Parenting Blog

Maybe This Is The Best I Am

The most heartbreaking scene in Greta Gerwig’s coming of age masterpiece Lady Bird isn’t when lead actress Siorsam Roinan dramatically exits her mother’s car thus breaking her arm, but rather when she meekly exits the changing room of a nondescript warehouse style Sacramento clothing store and says to her mom, with tearjerking self-awareness and a gut wrenching depth of humanity, “maybe this is the best I am”.

Every kid is a star. That’s what we tell ourselves when we bring children into this world overflowing with scammy healthcare enrollment robocalls ringing through the bluetooth of our minivans when all we want is to gaze out upon the double rainbow on the starboard side.

We all want our kid to shine like a champagne supernova in the night sky — it’s the fucking glue that binds our misshapen asses together into some kind of society, a society of decent people who’ve banded together to despise Oasis and want nothing but the best for the future. But, over the past couple of decades a well-meaning (that’s me being generous to moneygrabbers) retail trend of empowerment chic has figuratively gone and hung up tacky inspirational quotation office artwork in every room of family homes across America. From the Cartwheeled racks of Target to picture books lining the dark wood shelves at Barnes & Noble, our little grubby-handed lightbeams are being battered with rhetoric that’s nothing more than a manufactured reality in which they, our wide-eyed wee things, not only can be anything they want to become in life but that they god damn better achieve their pie in the night sky dreams in order to be happy. Follow your passions kids! Do what you love! You can be anything!
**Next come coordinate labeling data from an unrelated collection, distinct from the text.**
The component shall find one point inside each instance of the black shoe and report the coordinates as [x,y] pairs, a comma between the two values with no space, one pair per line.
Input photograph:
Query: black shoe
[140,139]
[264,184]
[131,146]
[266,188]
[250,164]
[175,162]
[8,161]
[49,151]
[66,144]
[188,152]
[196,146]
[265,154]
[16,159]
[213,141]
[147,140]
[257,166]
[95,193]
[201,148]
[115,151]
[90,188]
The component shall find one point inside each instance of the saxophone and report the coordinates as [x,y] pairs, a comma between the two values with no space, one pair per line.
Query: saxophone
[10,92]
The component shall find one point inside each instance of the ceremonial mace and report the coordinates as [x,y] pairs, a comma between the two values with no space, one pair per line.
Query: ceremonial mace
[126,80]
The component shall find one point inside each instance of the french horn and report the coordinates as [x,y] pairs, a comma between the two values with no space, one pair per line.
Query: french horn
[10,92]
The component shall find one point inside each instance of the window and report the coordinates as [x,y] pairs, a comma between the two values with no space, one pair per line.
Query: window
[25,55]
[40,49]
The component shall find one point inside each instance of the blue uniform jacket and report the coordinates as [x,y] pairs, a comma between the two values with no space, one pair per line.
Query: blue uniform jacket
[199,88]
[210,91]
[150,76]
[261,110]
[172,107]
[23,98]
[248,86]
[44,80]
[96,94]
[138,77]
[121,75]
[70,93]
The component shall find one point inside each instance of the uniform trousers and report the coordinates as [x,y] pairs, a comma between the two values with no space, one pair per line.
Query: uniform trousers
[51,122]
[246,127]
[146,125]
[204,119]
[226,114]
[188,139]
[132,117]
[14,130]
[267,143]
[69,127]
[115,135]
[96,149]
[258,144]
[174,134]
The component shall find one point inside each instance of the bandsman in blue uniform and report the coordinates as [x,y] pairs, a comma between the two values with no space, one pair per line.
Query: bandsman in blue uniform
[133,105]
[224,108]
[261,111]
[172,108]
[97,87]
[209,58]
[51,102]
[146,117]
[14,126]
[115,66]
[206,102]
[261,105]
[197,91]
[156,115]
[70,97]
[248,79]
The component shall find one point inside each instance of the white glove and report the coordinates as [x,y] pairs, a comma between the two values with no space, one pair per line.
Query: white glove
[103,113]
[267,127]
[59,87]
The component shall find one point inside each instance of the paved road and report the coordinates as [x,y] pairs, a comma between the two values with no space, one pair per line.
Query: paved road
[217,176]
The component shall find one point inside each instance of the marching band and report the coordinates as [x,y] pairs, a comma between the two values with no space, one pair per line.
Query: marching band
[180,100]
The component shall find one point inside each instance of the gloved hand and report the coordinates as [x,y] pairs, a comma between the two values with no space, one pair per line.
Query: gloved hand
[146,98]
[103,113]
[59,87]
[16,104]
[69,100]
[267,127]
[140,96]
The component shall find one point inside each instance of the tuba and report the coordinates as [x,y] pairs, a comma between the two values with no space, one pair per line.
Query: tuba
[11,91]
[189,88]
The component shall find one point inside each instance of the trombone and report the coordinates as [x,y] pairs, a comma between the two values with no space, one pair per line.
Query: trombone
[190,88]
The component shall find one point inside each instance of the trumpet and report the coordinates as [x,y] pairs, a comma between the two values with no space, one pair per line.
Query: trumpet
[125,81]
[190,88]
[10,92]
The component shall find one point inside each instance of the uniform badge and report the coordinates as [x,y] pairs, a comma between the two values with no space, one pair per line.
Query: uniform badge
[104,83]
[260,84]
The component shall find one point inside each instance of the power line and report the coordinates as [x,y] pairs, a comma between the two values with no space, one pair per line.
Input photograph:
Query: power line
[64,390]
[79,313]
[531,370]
But a funny thing happened on the way to the mansion in the hills, the gold plated teeth and the tiny pet giraffe: the opposite is proving a real wallop to the down-belows. The ability to construct a definition of success that suits their own particular needs and wants was never allowed to form in our children and as a result of that shitty parlor trick, kids have been growing up and becoming not exactly what they always dreamed of being, but instead, growing up and becoming depressed, anxious, self-loathing adults who hate their shitty job, never traveled to the places they always wanted to see, said ‘sure thing!’ to all the easy Capital One credit they were offered in college, went to college because that’s what we’re supposed to do, and want off the damn ride, only, the high school flunky at the wheel is on another smoke break and there’s no stopping the vomit inducing spin.

And our kids are worst off for it. Not every star in the sky can be seen, and that’s okay.